Qué comeremos en 2025? ¿Cómo
será nuestra alimentación de aquí a diez años? ¿Quiénes, dónde y cómo
producirán la comida? ¿Con qué objetivo? Alimentos, ¿derecho o negocio?
He aquí la cuestión.
Capitalismo agroalimentario
Con los principios y las prácticas de la
llamada revolución verde, a partir de los años 40 y con su expansión en
la década de los 60 y 70, se acabó imponiendo un modelo de agricultura y
alimentación pensado casi exclusivamente en la obtención del máximo
beneficio económico para las empresas del sector. Si “ganarse la vida”
es legítimo, no lo es cuando la usura y la avaricia son la práctica
habitual de unas políticas que acaban con derechos y necesidades
esenciales. Así ha sucedido con un sistema agroalimentario sometido al
capitalismo.
La agricultura y la alimentación
hegemónica se basan en un modelo adicto al uso de productos químicos de
síntesis, a los que también podemos llamar “agrotóxicos”; que prioriza
unas pocas variedades de cultivos, los que mejor se adaptan a los
intereses de las grandes empresas (tamaño y color óptimo por ejemplo);
que apuesta por los monocultivos y los
transgénicos; que deslocaliza la producción y promueve los
alimentos
que viajan miles de kilómetros del campo al plato, buscando el sitio
más barato donde producir a costa de explotar la mano de obra y/o el
medio ambiente o gracias a determinadas subvenciones.

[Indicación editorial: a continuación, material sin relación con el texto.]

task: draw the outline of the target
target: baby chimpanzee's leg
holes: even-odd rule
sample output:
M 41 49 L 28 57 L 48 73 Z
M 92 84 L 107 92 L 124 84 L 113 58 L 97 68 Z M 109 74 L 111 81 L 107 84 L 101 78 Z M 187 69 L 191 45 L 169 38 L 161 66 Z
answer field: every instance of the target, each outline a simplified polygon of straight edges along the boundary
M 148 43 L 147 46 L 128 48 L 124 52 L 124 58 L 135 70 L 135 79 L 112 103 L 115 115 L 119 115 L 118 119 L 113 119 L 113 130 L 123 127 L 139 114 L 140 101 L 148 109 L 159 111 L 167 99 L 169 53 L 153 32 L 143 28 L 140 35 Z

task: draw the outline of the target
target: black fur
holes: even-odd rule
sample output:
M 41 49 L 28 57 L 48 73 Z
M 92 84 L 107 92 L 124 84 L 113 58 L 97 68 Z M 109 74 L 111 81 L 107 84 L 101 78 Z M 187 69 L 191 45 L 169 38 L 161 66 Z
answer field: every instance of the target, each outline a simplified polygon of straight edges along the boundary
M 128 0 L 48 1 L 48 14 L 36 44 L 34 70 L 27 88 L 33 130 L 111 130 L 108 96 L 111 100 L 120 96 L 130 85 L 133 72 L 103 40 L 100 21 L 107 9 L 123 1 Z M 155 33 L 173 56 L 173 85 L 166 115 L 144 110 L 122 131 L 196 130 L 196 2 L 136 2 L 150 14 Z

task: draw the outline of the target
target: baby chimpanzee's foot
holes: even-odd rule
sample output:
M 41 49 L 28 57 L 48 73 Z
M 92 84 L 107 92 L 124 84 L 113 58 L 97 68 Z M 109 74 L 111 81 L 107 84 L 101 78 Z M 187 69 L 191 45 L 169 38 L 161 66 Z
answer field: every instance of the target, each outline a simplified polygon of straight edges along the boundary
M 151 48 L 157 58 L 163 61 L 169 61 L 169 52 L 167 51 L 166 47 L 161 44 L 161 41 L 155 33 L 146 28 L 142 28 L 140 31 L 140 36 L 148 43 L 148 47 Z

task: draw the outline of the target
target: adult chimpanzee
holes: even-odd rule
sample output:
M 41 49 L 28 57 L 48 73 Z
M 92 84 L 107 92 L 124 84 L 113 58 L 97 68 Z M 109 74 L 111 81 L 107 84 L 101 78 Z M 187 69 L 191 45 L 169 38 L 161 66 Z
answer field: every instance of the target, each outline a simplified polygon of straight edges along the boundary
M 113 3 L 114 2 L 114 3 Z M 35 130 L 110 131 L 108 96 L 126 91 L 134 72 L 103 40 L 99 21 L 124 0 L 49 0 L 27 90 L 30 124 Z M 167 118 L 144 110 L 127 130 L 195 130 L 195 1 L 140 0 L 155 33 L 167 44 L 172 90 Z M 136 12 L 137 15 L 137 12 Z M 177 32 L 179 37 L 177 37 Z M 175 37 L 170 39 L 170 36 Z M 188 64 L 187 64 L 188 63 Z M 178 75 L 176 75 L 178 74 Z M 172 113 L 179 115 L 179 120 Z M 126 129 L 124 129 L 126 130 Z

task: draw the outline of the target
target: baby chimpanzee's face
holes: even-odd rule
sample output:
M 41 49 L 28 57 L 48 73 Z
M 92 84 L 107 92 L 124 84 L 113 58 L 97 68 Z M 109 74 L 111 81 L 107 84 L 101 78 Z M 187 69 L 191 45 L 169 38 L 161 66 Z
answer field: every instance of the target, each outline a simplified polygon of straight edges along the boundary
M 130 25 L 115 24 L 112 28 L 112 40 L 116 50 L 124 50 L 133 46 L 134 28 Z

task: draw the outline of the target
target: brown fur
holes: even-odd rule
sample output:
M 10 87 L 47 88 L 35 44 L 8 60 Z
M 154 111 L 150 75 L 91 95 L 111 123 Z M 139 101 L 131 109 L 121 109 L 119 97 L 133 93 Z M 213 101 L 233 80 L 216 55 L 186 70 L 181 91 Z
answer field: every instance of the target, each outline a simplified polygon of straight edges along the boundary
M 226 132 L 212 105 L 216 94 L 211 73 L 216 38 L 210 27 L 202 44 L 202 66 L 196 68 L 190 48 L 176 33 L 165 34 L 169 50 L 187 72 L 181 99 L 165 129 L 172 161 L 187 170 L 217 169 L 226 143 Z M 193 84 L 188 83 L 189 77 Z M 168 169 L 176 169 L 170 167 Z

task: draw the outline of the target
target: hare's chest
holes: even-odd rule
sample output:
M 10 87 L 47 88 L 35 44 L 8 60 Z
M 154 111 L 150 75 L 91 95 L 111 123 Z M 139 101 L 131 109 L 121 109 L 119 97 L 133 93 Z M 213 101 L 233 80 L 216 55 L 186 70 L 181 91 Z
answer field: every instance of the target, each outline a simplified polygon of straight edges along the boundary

¿Cuáles son las consecuencias? Se acaba con bosques y selvas vírgenes, se contaminan la
tierra
y los acuíferos, enferman nuestros cuerpos, se homogeneiza la
alimentación, aumentan los gases de efecto invernadero y el cambio
climático, se acaba con el campesinado local. Sin embargo, los daños
colaterales parece que no importan, siempre y cuando los paguemos los de
abajo, campesinos y consumidores, las multinacionales quedan al margen y
solo suman beneficios.
Pero, ¿quién hay detrás de estas
políticas? Se trata de grandes empresas que controlan cada uno de los
eslabones de la cadena alimentaria, desde las semillas pasando por los
fertilitzantes, los pesticidas, la transformación de los
alimentos
y la distribución en los supermercados. Sus nombres y apellidos:
Syngenta, Dupont, Cargill, Monsanto, Coca-Cola, Kraft, PespiCo,
Procter&Gamble, Unilever, Nestlé, Wal-Mart, Carrefour, por solo
citar algunos de estos “megadontes” que se han colado desde hace algunos
años en nuestras casas.
Soberanía alimentaria
Ante la imposición de este modelo, hay
otro que se reivindica basado en los principios de la agroecología y la
soberanía alimentaria. Su objetivo: devolver a las personas el derecho a
decidir qué se cultiva y qué se come.
Una agricultura que apuesta por las
semillas autóctonas, la diversidad de variedades agrícolas y la
complementariedad de cultivos; por el respeto al ecosistema y a los
ciclos de la naturaleza; que defiende el trabajo campesino y la
visibilidad y el reconocimiento de las mujeres rurales; que apuesta por
una relación directa, y con el mínimo de intermediarios posibles, entre
el campo y la mesa. En definitiva, una agricultura de km0, ecológica y
campesina, en beneficio de la economía local y de nuestra salud.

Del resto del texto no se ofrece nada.